8 gigas para todo los temporales, tmp, /var/tmp, lei que en algunas ocaciones para paquetes como openoffice era neseario usar hasta 6 gigas,   además donde me gusta dejar la maquina compilando lo más desatendida podible, no me gusta verla dando errores, ni menos uno por falta de espacio en tmp.

4 gigas para los distfiles

4 gigas para /usr/src, creo que con eso no tendre para preocuparme por espacio para los kernels

600 megas para /usr/portage

Gracias por los consejos.

```

Numero  Inicio  Fin     Tamaño  Typo      Sistema de ficheros  Banderas

 1      32,3kB  86,0GB  86,0GB  primary   ext3

 2      86,0GB  104GB   17,8GB  extended

 5      86,0GB  94,6GB  8595MB  logical   ext2

 6      94,6GB  98,9GB  4302MB  logical   ext2

 7      98,9GB  103GB   4302MB  logical   ext2

 8      103GB   104GB   625MB   logical   ext2

```

----------

## Inodoro_Pereyra

 *Cereza wrote:*   

> mfks.ext2 -i 1024 -b 1024 /dev/loquesea

 

Una idea mas que interesante, realmente...

9Gb de distfiles? WOW!!   :Laughing:  hay que compilar mucho para juntar todo eso!

Yo por costumbre ya, cada vez que me acuerdo, borro distfiles, como ahora, me hiciste acordar, los borro! jeje.

```
du -h /usr/portage/distfiles/

2,1G    /usr/portage/distfiles/
```

Debe hacer un mes y medio mas o menos que no lo borraba, puede que me haya quedado corto cuando dije 4Gb...

Salud!

----------

## kropotkin

me quedare tranquilo con 4 gigas para distfiles, creo que en el script de local.stop dare la orden de eliminar el contenido de este   :Smile: 

----------

## Annagul

Ya que se habla del tema...

¿Conocéis la utilidad eclean (perteneciente a app-portage/gentoolkit)?

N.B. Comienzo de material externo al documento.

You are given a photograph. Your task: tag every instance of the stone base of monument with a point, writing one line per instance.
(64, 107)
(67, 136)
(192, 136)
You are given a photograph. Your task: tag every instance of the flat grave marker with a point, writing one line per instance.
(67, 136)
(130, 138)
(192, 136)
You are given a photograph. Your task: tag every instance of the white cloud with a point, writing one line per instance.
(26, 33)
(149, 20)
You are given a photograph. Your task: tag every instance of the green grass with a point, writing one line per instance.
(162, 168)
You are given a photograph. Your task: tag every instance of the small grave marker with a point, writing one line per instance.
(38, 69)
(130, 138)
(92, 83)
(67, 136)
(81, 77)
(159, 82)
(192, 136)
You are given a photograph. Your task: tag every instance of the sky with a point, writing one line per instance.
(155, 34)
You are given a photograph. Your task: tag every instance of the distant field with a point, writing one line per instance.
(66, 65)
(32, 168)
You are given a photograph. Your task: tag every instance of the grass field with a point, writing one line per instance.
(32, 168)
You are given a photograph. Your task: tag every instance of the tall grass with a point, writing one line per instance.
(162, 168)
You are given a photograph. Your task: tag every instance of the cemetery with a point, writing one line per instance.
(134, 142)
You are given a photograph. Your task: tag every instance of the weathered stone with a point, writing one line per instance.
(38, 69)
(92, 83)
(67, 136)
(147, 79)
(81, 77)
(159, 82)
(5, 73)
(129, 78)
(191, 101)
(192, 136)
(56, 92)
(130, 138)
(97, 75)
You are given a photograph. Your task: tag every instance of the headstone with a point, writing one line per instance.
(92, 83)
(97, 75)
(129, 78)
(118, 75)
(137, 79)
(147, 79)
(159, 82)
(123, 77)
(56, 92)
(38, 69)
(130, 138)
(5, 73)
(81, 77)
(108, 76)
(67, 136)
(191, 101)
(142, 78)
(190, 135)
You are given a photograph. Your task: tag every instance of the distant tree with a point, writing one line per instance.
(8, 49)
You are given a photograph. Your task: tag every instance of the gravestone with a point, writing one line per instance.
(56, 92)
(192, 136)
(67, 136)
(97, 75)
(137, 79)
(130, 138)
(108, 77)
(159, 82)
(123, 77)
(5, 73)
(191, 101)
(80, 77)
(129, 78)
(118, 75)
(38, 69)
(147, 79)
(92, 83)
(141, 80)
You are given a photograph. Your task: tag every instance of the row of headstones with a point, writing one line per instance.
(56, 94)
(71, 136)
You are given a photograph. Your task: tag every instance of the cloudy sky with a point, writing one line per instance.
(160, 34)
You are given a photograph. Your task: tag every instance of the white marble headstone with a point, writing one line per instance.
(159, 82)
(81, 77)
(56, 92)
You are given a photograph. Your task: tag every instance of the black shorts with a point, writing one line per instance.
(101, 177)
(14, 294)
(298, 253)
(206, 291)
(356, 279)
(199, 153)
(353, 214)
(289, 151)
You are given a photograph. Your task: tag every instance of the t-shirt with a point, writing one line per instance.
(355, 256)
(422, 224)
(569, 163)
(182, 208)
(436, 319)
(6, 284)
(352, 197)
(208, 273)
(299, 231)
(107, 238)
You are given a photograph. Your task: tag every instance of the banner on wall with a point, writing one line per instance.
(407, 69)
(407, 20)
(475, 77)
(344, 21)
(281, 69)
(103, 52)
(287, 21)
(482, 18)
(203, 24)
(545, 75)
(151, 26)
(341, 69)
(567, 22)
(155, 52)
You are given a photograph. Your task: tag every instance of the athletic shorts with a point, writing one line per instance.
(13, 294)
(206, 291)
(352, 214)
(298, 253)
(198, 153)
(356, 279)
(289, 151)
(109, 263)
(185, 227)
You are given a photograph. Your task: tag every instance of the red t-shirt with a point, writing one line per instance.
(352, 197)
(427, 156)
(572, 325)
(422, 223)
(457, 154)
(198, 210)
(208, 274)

Permite borrar únicamente distfiles antiguos, dejando aquellos tarballs correspondientes a las versiones que tenemos instaladas.

----------

## i92guboj

He leído así por encima el hilo y recalco solo unas cosas por si necesitas confirmación o algo, porque así por encima creo que poco más se puede añadir que los demás no hayan sugerido ya.

Como dice Inodoro_Pereyra por ahí arriba, en las particiones donde no sea crítica la integridad (por ejemplo /usr/src/, /usr/portage/, /usr/portage/distfiles, /var/tmp, /tmp...) puedes usar ext2. Su contenido no es crítico para nada, y si algo se joroba en las mismas, no vas a tener problemas en absoluto. En estos casos, es mejor usar ext2, porque no usa journaling, y, por tanto, es más ligero en cpu, y más rápido.

En todos los demás casos, ext3 es mi apuesta.

Las particiones con montones de archivos pequeños, es conveniente compilarlas con -i 1024 -b 1024, como Cereza ya comenta arriba. Esto incluye particularmente a /usr/portage y a /usr/src si es que también la vas a separar. Yo lo recomiendo, porque es otra partición donde fácilmente puedes llevar a tener varias decenas de miles de archivos microscópicos, que además se mueven mucho (cada vez que instalas, desinstalas, o incluso al recompilar, un kernel). Ésto es por lo mismo que tú, kropotkin indicas más arriba: para evitar fragmentación en tu / (y por supuesto, ahorrar algún espacio también).

Puedo confirmar que no hay problema en compartir la misma partición para /tmp y /var/tmp, de hecho, así lo suelo hacer en mi equipo de escritorio. Con unos 2-4 gigas ahí deberías ser feliz. Si necesitas algo más (por ejemplo, para compilar OO) siempre puedes montar -obind /var/tmp/portage en cualquier otro sitio, y así tendrás todo el espacio extra que necesitas (también puedes simplementer crear un symlink).

En cuanto a tu home, a no ser que solo uses tu linux para trastear y curiosear (es decir, si lo usas como tu sistema operativo normalmente) deberías ya tener una partición aparte para la misma. Esto simplifica enormemente tareas como los backups, reinstalaciones y cosas así, y mantiene el SO separado de los datos, que debería ser una premisa básica para todo el mundo. Para home nunca recomiendo nada que no sea ext3, por supuesto.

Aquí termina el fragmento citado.